Regions with significant populations
- Northwest Region (Cameroon)

Languages
- Meta’ language

= Widikum people =

Cameroonian ethnic group

The Widikum people are an ethnic group of Cameroon and are one of the largest ethnic groups of the North-West Region of Cameroon.

== Origins ==

According to oral tradition, the Widikum people originated from an area near the villages of Bamben and Numben in the Northwest region of Cameroon. Egun Oyimi is said to be the ancestral home of the Widikum-speaking people found in Momo division, parts of Mezam, Lebialem, Manyu, Menchum, Menoua, and Bamboutus divisions.

== Language ==

The Widikum people mainly speak the Meta’ language, which is broken up into two main dialects: Menemo (Mbengwi), and Moghamo
(Batibo), These dialects have slight differences, but generally sound the same and are mutually intelligible.

== Culture ==

The Widikum culture includes traditional clothing, dances, and cuisines.
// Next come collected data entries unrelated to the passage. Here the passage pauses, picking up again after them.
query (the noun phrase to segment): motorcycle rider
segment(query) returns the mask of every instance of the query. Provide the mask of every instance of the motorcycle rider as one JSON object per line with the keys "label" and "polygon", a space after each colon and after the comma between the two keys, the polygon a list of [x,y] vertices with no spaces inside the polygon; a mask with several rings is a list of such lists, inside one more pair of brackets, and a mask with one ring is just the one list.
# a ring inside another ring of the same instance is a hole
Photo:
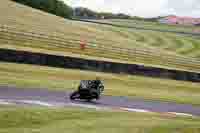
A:
{"label": "motorcycle rider", "polygon": [[93,80],[93,89],[92,89],[92,91],[97,94],[97,99],[100,98],[101,92],[104,91],[103,83],[102,83],[102,81],[100,80],[99,77],[96,77],[96,79]]}
{"label": "motorcycle rider", "polygon": [[96,77],[95,80],[81,80],[80,86],[78,87],[79,92],[84,90],[89,90],[90,93],[97,95],[97,99],[100,98],[101,92],[104,91],[104,86],[99,77]]}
Widikums, along with most of the North West Region, wear what is commonly called “Bamenda Dress/Clothes.” However, each tribe has a particular design and pattern belonging to them.

Widikums have over a dozen traditional dances, which include the Kwem Sword dance, Tewara dance, Mukonge dance, and one of the most popular, the Chibi dance. Each of the dances has their own meanings and may be dances at different occasions. For example, one certain dance could be performed at a funeral, while another could be performed at a wedding.

== Demographics ==

Widikum people are primarily found in the Momo Department (Division) of the North West Region of Cameroon. Momo is then made up of 5 LGAs which are:

- Batibo
- Mbengwi
- Ngie
- Widikum
- Njikwa

Momo is populated with over 250,000+ inhabitants.